超大型ファインメットコアで、トランス式パッシブプリアンプをつくろうと思っています。

ことの始まりは、アンプのトランス作り名人、Y・Yさんのちょっとした好奇心だろうと思います。

写真をご覧ください(【図1】【図2】)。巻線が太く、ファインメットコアが大型です。

結果として、まず、コイルDC抵抗分は現行品の1/3に下がっていました。

びっくりです!

【図1】パッシブトランスユニット
【図1】パッシブトランスユニット
【図2】この試作トランスのサイズ比較(脇にあるのは現行ファインメットコア)
【図2】この試作トランスのサイズ比較(脇にあるのは現行ファインメットコア)

スーパーパーマロイコアとファインメットコアとの定性的比較

MASTERSでは、スーパーパーマロイコアによるものとフィンメットコアのよるトランスが用意できます。電気的性能はどちらも最優秀です。

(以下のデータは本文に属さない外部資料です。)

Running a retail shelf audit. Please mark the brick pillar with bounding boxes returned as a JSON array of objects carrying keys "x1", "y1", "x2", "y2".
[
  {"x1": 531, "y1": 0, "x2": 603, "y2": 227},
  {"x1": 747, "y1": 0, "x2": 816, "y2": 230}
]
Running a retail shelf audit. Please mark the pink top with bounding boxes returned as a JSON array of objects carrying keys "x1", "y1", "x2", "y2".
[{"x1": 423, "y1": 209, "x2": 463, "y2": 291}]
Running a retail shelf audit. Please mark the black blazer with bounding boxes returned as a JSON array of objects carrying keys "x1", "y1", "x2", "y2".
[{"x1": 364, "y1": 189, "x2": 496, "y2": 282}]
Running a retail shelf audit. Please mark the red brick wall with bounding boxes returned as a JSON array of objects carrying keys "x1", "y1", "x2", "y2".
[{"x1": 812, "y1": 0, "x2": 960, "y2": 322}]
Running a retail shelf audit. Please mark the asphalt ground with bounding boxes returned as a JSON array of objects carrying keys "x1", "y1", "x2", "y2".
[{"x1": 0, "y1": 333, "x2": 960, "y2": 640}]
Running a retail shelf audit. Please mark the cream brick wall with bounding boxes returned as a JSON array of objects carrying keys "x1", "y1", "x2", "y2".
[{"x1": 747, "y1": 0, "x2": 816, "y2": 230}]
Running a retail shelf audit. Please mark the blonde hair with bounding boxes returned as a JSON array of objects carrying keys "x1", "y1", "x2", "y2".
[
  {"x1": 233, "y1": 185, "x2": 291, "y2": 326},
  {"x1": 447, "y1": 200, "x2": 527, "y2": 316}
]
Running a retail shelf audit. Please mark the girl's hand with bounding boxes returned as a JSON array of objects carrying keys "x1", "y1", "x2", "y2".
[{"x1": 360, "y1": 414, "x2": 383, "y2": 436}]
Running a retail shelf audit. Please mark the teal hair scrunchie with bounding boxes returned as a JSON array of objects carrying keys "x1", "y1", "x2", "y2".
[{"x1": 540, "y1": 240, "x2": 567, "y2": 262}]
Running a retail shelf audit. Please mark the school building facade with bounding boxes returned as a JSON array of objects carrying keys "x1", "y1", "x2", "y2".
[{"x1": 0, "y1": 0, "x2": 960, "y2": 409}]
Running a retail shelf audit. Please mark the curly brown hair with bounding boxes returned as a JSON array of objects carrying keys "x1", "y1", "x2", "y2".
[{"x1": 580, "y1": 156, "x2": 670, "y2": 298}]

けれども、そのパフォーマンス(音質)はわずかに異なるようです。

パーマロイ系合金はニッケルと純鉄で作られます。

衝撃に弱いので、取り扱いは注意が必要です(磁区配列が乱れる!→リニアリティに関係する)。

一方、ファインメットは鉄・シリコン系合金で、その合金結晶が大きいのが特徴ですが、ファインメットはそのうえで注意深くアニール(焼きなまし)工程を加えて、リニアリティ(ひずみ率も含め)を改善しています。

この部分が日立金属のパテントとなっているようです。

試作の大型ファインメットコアによるパッシブプリアンプを聴く

オーディオは、いろいろ言っても、聴いてみないと始まらないというわけで、これは車でもそうなりますが、こと、サウンドとなると微妙です。

でも、この道に首を突っ込んだ方なら、まずそのサウンドの個性を微妙にとらえることが可能でしょう。

まず、皆さん、CDとアナログレコードの違いはすぐわかるでしょう。

次に、聴く機会は少ないですが、CDとサンパチ・ツートラ(聴く前によく整備する)との違いもわかるでしょう。

もちろん、真空管プリアンプと半導体アンプとの違いも分かるでしょう。

さらに、パッシブプリアンプとの違いは少し訓練がいるでしょう。

そして、もっと、もっと、トランス式パッシブプリアンプになるとどうでしょう(もう、体験の多い日本酒の味比べ以上に微妙と思われます)。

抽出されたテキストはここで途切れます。